In this study, we focused on evaluating the impact of bit depth on cloud-segmentation accuracy using a single deep-learning classification algorithm. This approach allowed us to specifically examine the effect of image-bit depth on cloud segmentation while minimizing the impact of parameter tuning and training sampling considerations. However, to increase the generalizability and transferability of our findings, it may be useful to extend this research to include other classification algorithms and datasets in future studies. It should also be noted that while we focused on cloud segmentation in this study, the potential impact of image-bit depth on other remote-sensing analysis tasks, such as water and building extraction, warrants further investigation.
6. Conclusions
Thanks to the continuous development of computer technology in the field of remote sensing, advanced algorithms, such as statistical methods, artificial neural networks, support-vector machines, and fuzzy-logic algorithms, have been developed and widely used. To some extent, this makes up for the shortcomings of traditional cloud-segmentation methods in terms of low detection accuracy. In this study, we investigated the effect of image-bit depth on the performance of DL-based cloud segmentation using different datasets. Our findings indicate that there is a difference in accuracy for models trained with 8- and 16-bit remote-sensing images, and the accuracy of cloud segmentation is impacted by different surface types. Although 16-bit images are more accurate for cloud segmentation, training with 8-bit images is more efficient. Further exploration of the impact of image-bit depth on other remote-sensing analysis tasks can be addressed in future research. Our research offers valuable insights for remote sensing practitioners, helping them make informed decisions about the optimal bit depth for cloud detection tasks. By considering the balance between efficiency and accuracy, practitioners can select the most suitable bit depth for their specific application, ultimately leading to improved cloud-detection results.

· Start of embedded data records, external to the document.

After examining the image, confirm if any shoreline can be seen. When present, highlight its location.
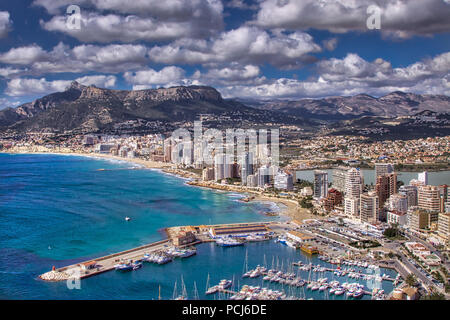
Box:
[0,151,306,221]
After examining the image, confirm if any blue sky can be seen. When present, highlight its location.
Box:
[0,0,450,108]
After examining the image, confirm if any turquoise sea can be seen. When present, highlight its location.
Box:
[0,154,393,299]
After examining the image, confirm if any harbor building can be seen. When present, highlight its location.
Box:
[438,212,450,241]
[417,171,428,186]
[386,210,408,226]
[359,192,379,224]
[375,172,397,207]
[375,163,394,180]
[332,167,349,192]
[314,170,328,199]
[214,153,233,181]
[247,174,258,188]
[344,197,359,218]
[417,186,441,212]
[398,185,417,208]
[389,193,408,213]
[344,168,364,199]
[241,152,253,185]
[209,223,269,238]
[324,188,342,212]
[202,168,214,181]
[257,165,270,188]
[274,171,294,191]
[408,207,428,231]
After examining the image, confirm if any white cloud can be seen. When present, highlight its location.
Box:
[254,0,450,38]
[0,11,12,39]
[322,38,338,51]
[149,26,321,68]
[0,43,148,76]
[5,75,116,97]
[0,44,48,65]
[124,66,185,89]
[34,0,223,43]
[220,52,450,98]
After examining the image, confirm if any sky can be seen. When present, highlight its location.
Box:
[0,0,450,109]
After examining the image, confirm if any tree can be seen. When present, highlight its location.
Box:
[422,292,445,300]
[405,273,417,287]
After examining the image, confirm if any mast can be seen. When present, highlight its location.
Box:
[172,279,177,300]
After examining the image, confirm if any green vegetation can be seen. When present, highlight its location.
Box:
[295,179,314,189]
[383,225,405,240]
[405,273,417,287]
[349,240,381,249]
[420,292,445,300]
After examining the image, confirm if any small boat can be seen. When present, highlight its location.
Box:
[131,261,142,270]
[180,249,197,258]
[218,279,233,290]
[334,288,345,296]
[353,289,364,299]
[216,238,244,247]
[114,263,133,272]
[205,286,219,294]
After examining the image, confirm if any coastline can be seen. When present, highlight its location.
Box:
[0,150,310,222]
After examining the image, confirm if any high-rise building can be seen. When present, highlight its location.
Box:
[344,197,359,218]
[274,171,294,191]
[375,163,394,180]
[324,188,342,211]
[398,185,417,208]
[375,172,397,208]
[247,174,258,188]
[241,152,253,185]
[408,207,428,231]
[214,153,233,181]
[163,138,172,162]
[344,168,364,199]
[314,170,328,199]
[258,165,270,188]
[417,171,428,185]
[202,168,214,181]
[417,186,441,212]
[359,192,379,223]
[389,193,408,213]
[333,167,348,192]
[438,213,450,241]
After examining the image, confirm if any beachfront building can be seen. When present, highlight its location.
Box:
[359,192,379,223]
[398,185,417,208]
[375,172,397,207]
[417,186,441,212]
[344,197,359,218]
[386,210,408,226]
[214,153,233,181]
[332,167,348,192]
[375,163,394,180]
[274,171,294,191]
[438,212,450,241]
[202,168,214,181]
[314,170,328,199]
[389,193,408,213]
[407,207,428,231]
[241,152,253,185]
[257,165,270,188]
[247,174,258,188]
[344,168,364,199]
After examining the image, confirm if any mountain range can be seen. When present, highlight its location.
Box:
[241,91,450,120]
[0,81,450,133]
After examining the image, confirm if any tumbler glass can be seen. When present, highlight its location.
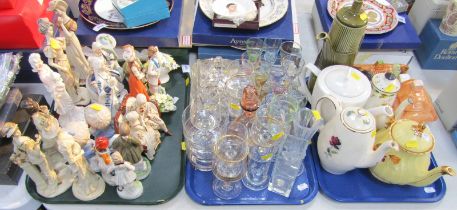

In conclusion, using a higher bit depth, such as 16-bit images, and normalizing the images before semantic segmentation can significantly improve the accuracy of cloud-layer segmentation in remote-sensing images. The increased dynamic range and resolution in color values of 16-bit images can capture more details and variations within the clouds, which is crucial for accurate semantic segmentation. Normalizing the images can help remove variations in brightness and contrast, making the image more consistent and aiding the model to generalize better. Additionally, normalization can also reduce the impact of outliers or extreme values in the image. By utilizing these techniques, the accuracy and reliability of cloud-layer segmentation in remote-sensing applications can be greatly improved.